The post is accompanied by the hashtag #IndiaRanks2InSolar, signalling a coordinated government messaging push around the milestone. It does not specify the gigawatt figure for 2025 additions, which the MNRE is expected to release in its official year-end statistics.
Policy backdrop
India's solar push traces back to the Jawaharlal Nehru National Solar Mission, launched in 2010 under the National Action Plan on Climate Change with an initial target of 20 GW of solar power by 2022. That target was repeatedly revised upward, and in 2019 the government set an overarching renewable energy goal of 450 GW by 2030, with solar as the largest component.

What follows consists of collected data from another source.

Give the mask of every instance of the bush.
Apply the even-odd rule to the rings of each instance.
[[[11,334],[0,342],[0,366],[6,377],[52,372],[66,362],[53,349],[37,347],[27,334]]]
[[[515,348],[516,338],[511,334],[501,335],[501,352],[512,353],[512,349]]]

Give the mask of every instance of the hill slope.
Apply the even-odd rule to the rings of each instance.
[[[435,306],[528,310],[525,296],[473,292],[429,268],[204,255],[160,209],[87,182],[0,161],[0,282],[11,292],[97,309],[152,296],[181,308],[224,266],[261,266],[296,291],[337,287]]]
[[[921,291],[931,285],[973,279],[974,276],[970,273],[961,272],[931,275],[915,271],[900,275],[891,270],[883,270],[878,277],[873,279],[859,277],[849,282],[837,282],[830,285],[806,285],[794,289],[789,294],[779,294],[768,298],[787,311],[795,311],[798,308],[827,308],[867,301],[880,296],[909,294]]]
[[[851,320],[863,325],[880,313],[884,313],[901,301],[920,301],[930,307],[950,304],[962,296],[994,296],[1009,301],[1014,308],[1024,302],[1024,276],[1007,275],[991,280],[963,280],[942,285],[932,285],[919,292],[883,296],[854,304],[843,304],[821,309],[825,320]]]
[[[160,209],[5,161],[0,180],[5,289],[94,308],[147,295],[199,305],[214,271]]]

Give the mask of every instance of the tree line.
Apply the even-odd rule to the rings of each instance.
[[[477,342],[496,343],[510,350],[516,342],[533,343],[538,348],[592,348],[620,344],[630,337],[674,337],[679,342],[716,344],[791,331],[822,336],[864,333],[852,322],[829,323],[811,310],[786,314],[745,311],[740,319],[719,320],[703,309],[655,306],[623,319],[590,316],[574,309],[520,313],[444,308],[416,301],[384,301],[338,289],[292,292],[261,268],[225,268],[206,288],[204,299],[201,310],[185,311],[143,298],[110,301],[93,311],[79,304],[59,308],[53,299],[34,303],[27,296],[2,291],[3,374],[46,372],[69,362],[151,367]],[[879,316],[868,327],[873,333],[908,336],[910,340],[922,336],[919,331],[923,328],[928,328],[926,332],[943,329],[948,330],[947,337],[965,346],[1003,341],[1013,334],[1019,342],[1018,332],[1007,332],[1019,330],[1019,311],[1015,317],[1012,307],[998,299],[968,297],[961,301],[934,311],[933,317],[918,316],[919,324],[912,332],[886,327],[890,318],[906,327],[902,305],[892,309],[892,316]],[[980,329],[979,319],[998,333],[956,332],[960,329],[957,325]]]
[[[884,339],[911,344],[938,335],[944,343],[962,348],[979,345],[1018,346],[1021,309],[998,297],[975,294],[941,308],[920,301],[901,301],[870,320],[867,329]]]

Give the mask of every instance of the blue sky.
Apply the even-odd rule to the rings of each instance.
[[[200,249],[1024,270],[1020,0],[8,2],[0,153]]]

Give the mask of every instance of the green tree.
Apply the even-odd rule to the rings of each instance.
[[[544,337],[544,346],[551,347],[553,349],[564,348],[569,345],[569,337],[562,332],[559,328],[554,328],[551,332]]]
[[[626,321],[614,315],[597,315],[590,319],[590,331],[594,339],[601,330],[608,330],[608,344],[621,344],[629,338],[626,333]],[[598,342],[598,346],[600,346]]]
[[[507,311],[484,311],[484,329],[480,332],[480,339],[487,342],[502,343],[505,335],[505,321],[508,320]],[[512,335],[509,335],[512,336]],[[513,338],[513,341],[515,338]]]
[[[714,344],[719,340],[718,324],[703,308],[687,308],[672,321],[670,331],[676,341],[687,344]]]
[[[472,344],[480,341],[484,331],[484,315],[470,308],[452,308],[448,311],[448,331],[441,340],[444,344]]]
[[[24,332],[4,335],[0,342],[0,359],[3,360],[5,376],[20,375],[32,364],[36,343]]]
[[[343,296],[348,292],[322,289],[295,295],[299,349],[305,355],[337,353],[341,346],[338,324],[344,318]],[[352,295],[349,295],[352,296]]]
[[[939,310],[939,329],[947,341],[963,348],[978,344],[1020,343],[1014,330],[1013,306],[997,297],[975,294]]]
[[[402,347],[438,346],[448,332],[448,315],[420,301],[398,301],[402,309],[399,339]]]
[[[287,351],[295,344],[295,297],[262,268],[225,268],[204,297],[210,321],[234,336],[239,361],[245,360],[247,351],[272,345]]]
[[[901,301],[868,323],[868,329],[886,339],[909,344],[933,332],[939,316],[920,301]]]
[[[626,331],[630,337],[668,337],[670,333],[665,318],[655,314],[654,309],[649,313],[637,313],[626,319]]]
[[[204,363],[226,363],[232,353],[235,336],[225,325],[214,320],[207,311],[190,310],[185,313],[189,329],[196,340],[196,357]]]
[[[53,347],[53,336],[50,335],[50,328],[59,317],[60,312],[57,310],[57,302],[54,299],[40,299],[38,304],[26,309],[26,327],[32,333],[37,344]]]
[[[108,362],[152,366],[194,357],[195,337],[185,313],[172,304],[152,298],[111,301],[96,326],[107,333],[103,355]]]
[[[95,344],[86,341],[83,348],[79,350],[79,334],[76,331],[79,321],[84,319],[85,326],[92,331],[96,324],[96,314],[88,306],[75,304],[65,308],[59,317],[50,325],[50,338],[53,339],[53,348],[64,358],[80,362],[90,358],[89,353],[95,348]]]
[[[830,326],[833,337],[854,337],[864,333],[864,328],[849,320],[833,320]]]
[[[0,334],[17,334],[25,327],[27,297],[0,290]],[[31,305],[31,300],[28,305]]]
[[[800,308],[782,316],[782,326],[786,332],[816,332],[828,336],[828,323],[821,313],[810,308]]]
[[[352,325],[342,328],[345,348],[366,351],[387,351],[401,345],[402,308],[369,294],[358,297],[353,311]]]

To anchor global cooperation, India co-founded the International Solar Alliance with France in 2015, a treaty-based grouping that aims to mobilise USD 1 trillion in solar investments across member countries. Domestic momentum has been reinforced by a production-linked incentive scheme for solar module manufacturing, viability gap funding for utility-scale projects, and rooftop and agricultural programmes such as PM-KUSUM and the rooftop solar mission.
Stakeholders and impact
The acceleration cited by Joshi has direct implications for solar developers, state-owned power distribution companies and household rooftop adopters. Faster capacity addition typically lowers tariffs discovered in MNRE and state auctions, but also stresses transmission infrastructure and discom balance sheets that must integrate variable renewable supply.
For domestic manufacturers, the framing of India as the 'fastest-growing major solar market' is intended to attract investment in cell, wafer and module production, an area where the country has historically depended on Chinese imports. The government has been progressively tightening rules on approved module and cell lists to push localisation.
Geopolitically, surpassing the USA in annual additions, as claimed in the post, would mark a symbolic shift in the clean-energy hierarchy at a time when industrial policy on solar manufacturing is intensifying in both Washington and New Delhi.
What's next
Attention will turn to the MNRE's official 2025-26 capacity addition data, which is expected to formalise the numbers behind Joshi's claim. Any upward revision of the 2030 renewable target, or new sector-specific announcements in the next Union Budget and at upcoming COP climate negotiations, will indicate how the government plans to convert this growth momentum into long-term decarbonisation outcomes.